Port of Tauranga is set to welcome the largest container ship to ever visit New Zealand waters, carrying 9,500 TEU (20 ft equivalent units).
Maersk Line, the world's largest container shipping company, and Kotahi, New Zealand's leading export supply chain collaboration, today announced the new direct service from Asia, which will only call at Tauranga in New Zealand.
Chief executive Mark Cairns said Port of Tauranga was well-placed to handle the larger vessels.
"The final stage dredging work will be completed in August as part of a $350 million capital investment programme to develop the infrastructure to become a port capable of handling larger ships," he said.
"We are pleased to see that our upgraded infrastructure will be utilised so promptly. This gives us the opportunity to continue providing our customers with premium ocean freight solutions from a range of carriers. We're proud to be part of an innovative collaboration keeping New Zealand businesses competitive on the world stage."
Maersk Line Oceania managing director Gerard Morrison said the collaborative partnership with Kotahi established two years ago had been a catalyst for Maersk Line's pursuit of bringing larger ships to New Zealand.
"Maersk Line's existing Triple Star service will now link its northbound export calls into the company's Asia-South America (AC) service offering a fast weekly connection to North Asia providing New Zealand exporters with a sustainable, direct service to important markets including Taiwan, China, Korea and Japan. To complement the recently announced southbound service, the enhanced Triple Star will increase its frequency from fortnightly to weekly, and from late September, call at Port of Tauranga, arriving from Chile," he said.
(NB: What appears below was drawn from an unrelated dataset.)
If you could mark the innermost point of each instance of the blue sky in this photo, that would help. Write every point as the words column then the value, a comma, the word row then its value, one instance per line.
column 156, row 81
Kotahi chief executive David Ross said the new era of big ship visits to New Zealand had been made possible through Kotahi's collaboration with exporters, Maersk Line and Port of Tauranga to lay the groundwork to bring larger, more sustainable and efficient vessels to the country's key trade lane, New Zealand to Asia.
"It's fantastic to see this now being delivered in a shorter timeframe than originally envisaged. The arrival of larger ships to our waters is a key milestone for New Zealand on its journey to become a more efficient export nation.
"The new Triple Star enhances services to Asia, and the recently announced South Pacific Express achieves a direct service to South America, enabling New Zealand to better compete with export nations which have big ships on their main trade routes."
Mr Morrison said it was predominantly the export volumes from Latin America to Asia that enabled the opportunity for New Zealand exporters to participate in the new service.
"This new generation 9,500 TEU vessel is more fuel efficient on a per-container basis and will reduce the carbon footprint of the ocean freight component of New Zealand exports by a minimum of 22 per cent per container unit, compared to the existing New Zealand industry average," he said.